The revelation of Rand’s betrayal in his Manhattan closet 8 years ago was a small window of our life together but a scene I thought I would never expose. The encouragement from my first-ever reading of my work combined with the constructive criticism of our writing samples throughout the week fueled my desire and motivation to write.
Gennaro’s Wine Bar, one of the few local restaurants opened during the offseason, was the perfect setting to celebrate our culmination to a productive week. Familiar now with each other’s heartfelt stories and the complexities of our individual lives, we drank wine, laughed, and overate while encouraging each other to pursue our newfound discoveries.

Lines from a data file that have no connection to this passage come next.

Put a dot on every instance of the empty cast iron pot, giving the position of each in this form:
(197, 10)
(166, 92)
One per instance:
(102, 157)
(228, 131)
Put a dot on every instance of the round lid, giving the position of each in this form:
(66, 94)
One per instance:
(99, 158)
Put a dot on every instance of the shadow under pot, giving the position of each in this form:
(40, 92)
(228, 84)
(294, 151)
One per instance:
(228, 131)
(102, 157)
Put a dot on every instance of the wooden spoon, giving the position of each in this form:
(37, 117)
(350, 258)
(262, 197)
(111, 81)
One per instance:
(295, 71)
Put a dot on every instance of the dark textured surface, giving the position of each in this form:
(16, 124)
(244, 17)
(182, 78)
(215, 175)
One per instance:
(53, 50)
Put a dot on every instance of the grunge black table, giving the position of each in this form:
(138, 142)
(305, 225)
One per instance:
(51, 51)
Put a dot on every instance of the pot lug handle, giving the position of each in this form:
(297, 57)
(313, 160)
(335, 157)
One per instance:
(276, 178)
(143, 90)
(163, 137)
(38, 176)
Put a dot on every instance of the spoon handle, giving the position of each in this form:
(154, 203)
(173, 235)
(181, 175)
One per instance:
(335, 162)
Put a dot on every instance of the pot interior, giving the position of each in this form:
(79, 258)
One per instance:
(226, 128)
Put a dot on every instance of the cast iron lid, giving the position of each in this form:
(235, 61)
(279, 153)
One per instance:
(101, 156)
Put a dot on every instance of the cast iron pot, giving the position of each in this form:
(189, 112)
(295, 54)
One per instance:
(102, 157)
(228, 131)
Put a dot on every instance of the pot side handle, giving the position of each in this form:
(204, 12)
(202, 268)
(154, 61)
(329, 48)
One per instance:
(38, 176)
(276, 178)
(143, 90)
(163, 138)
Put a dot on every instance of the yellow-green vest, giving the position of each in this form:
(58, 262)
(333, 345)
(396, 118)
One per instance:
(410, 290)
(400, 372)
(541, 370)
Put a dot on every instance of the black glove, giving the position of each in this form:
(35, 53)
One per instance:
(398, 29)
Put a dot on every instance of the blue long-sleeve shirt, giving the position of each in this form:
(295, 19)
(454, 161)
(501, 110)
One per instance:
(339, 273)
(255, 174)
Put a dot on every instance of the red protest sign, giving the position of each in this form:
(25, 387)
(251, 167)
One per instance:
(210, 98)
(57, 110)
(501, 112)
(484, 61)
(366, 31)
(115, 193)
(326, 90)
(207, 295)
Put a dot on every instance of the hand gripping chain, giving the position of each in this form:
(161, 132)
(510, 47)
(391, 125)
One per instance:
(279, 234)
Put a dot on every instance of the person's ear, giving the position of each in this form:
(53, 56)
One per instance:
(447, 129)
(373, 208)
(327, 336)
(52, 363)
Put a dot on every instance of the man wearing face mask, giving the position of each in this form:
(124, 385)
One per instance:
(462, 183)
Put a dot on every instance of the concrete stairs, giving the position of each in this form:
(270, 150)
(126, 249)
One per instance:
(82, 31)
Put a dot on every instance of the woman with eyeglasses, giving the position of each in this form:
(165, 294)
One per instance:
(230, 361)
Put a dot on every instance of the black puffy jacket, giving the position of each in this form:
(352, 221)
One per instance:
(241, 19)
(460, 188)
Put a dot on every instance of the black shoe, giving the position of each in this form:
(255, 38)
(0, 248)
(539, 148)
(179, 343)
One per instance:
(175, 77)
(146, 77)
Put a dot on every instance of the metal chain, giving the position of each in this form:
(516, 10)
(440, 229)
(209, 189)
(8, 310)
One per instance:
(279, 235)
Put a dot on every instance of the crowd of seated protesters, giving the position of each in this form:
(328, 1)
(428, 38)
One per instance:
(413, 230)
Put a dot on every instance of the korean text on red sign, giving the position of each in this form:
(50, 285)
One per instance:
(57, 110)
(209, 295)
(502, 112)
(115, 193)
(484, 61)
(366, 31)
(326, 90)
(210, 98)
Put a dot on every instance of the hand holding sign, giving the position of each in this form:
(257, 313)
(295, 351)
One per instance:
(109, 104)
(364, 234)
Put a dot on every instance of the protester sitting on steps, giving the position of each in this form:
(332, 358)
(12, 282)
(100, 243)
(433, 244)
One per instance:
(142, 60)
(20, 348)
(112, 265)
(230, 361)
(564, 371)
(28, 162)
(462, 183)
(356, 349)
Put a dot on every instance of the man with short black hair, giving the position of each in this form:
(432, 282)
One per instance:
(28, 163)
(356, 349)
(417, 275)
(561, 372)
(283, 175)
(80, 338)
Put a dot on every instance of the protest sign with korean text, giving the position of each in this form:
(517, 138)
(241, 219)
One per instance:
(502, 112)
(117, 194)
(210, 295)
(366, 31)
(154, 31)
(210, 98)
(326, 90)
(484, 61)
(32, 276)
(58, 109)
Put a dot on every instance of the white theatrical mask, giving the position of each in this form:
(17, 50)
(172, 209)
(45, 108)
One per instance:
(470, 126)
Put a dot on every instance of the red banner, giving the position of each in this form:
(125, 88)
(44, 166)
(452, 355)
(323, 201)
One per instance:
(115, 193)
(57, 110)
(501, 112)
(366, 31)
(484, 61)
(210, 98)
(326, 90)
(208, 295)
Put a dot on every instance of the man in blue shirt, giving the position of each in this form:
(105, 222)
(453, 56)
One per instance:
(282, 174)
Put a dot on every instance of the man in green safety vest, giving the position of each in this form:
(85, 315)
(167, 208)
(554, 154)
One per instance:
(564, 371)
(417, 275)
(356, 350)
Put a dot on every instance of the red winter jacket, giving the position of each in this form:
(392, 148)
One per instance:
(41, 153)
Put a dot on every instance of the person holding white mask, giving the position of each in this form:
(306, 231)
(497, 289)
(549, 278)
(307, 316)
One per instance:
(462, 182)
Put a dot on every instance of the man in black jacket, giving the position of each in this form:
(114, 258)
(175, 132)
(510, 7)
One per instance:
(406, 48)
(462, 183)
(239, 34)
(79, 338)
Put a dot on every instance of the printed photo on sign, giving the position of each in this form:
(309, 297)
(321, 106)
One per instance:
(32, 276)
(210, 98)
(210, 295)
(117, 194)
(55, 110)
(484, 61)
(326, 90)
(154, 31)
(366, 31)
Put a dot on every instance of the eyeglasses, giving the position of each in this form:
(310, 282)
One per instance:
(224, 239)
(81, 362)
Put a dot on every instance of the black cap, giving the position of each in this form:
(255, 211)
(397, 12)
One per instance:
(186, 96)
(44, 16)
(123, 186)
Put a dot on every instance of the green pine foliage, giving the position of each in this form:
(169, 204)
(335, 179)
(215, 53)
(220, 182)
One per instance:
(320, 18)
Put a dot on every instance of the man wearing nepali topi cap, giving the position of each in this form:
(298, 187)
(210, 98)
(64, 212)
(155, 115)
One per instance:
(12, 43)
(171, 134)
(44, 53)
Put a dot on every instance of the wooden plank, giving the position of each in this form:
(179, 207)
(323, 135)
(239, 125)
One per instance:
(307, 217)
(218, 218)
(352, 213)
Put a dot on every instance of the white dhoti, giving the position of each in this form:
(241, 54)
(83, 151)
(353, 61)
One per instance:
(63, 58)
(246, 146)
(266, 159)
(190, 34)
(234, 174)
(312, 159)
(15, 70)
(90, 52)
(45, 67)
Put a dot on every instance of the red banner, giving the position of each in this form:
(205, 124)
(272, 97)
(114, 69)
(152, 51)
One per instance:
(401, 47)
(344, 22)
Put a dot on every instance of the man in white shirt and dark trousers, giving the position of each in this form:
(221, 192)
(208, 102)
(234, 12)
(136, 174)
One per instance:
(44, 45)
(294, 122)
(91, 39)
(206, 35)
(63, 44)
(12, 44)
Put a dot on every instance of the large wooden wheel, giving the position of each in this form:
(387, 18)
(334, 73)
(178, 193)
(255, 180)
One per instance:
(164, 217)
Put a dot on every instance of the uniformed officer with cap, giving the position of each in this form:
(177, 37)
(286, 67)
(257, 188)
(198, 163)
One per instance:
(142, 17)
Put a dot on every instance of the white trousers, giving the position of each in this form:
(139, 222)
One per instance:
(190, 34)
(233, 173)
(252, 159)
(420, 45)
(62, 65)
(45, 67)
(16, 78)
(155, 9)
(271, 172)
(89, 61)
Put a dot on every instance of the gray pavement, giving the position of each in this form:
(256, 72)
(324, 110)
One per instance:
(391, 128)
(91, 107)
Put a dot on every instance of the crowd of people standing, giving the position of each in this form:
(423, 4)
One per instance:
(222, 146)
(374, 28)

With the intricacies of my path towards writing a memoir slightly clearer, I left the week energized, inspired and enthusiastic to continue my journey. I have no doubt that on a future trip to Praiano, when I read from the pages of my newly published book, I will be thanking the readers in the audience for fostering my creative process in this coastal village along the Amalfi coast – unquestionably one of the most beautifully-preserved destinations in the world.